Maitre de Bedford, 1424-1435, Breviaire de Salisbury, pour le duc de Bedford BNF Lat 17294 fol 106r Adoration des Mages gallica schema

Maître de Bedford, Adoration des Mages, fol 106r
1424-1435, Bréviaire de Salisbury, BNF Lat 17294, Gallica

Cette page, une des rares attribuées au maître lui-même, est extrêmement chargée en images et en phylactères.
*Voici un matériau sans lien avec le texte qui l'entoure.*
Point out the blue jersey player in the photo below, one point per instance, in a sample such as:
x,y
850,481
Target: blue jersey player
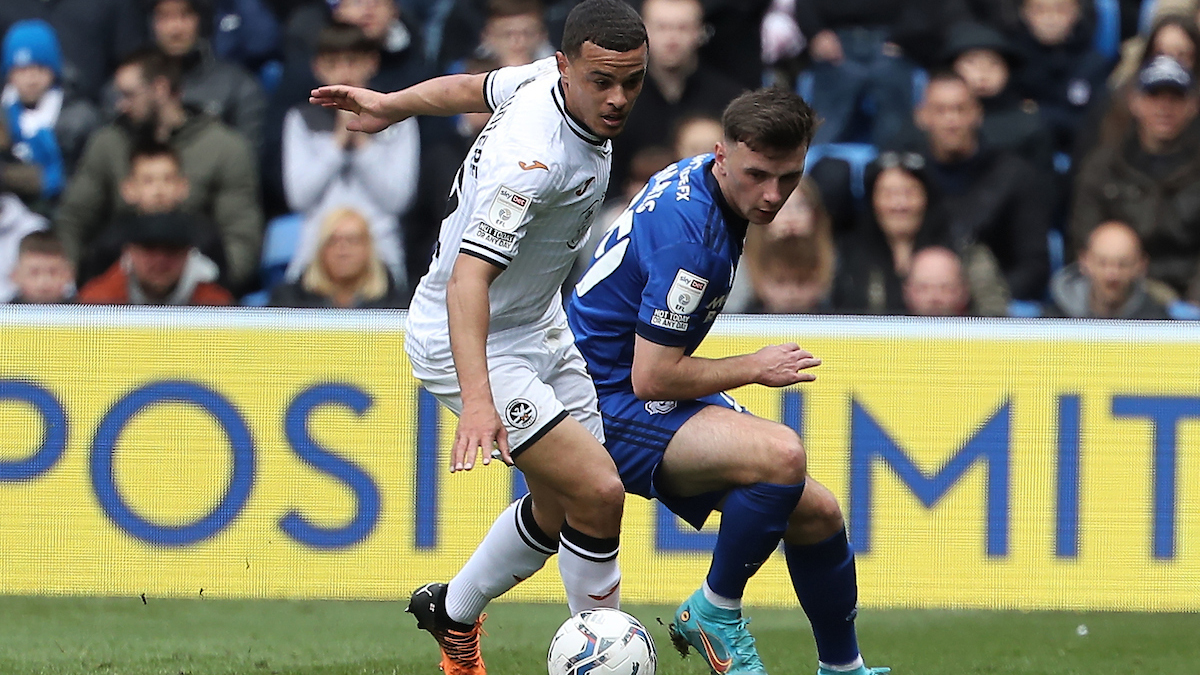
x,y
658,280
La bordure et la grande image y jouent des rôles bien distincts :



Maitre de Bedford, 1424-1435, Breviaire de Salisbury, pour le duc de Bedford BNF Lat 17294 fol 106r Adoration des Mages gallica schema

Les quatre médaillons de la bordure illustrent, dans un ordre non chronologique, des passages de l’Evangile de Matthieu consacrés à l’Adoration des Mages : l’Evangéliste est d’ailleurs représenté dans la bordure droite.
Le texte est celui d’Isaïe 55 (en bleu) « O vous tous qui avez soif, venez aux eaux » : le prophète est représenté à l’intérieur de la grande image, sur la gauche.
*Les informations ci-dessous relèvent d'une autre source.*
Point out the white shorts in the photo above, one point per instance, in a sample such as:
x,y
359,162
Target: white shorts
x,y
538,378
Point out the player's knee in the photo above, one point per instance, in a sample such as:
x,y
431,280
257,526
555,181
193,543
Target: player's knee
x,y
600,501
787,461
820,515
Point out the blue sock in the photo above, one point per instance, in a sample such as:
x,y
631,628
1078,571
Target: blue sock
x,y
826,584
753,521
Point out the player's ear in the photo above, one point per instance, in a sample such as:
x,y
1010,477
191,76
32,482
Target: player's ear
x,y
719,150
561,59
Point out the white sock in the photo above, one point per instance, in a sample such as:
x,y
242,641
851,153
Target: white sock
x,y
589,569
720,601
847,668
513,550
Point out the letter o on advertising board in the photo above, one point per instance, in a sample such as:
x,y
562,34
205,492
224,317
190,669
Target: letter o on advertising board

Le but de la page n’est donc pas d’illustrer le texte de Mathieu, supposé connu : mais de mettre en rapport, pour un lecteur lettré, l’histoire des Rois Mages avec Isaïe 55.



Maitre de Bedford, 1424-1435, Breviaire de Salisbury, pour le duc de Bedford BNF Lat 17294 fol 106r Adoration des Mages gallica detail
La page flatte également le duc de Bedford, dont les armes décorent la bordure inférieure et qui assite en personne, tout de rouge vêtu, à l’ouverture des coffres.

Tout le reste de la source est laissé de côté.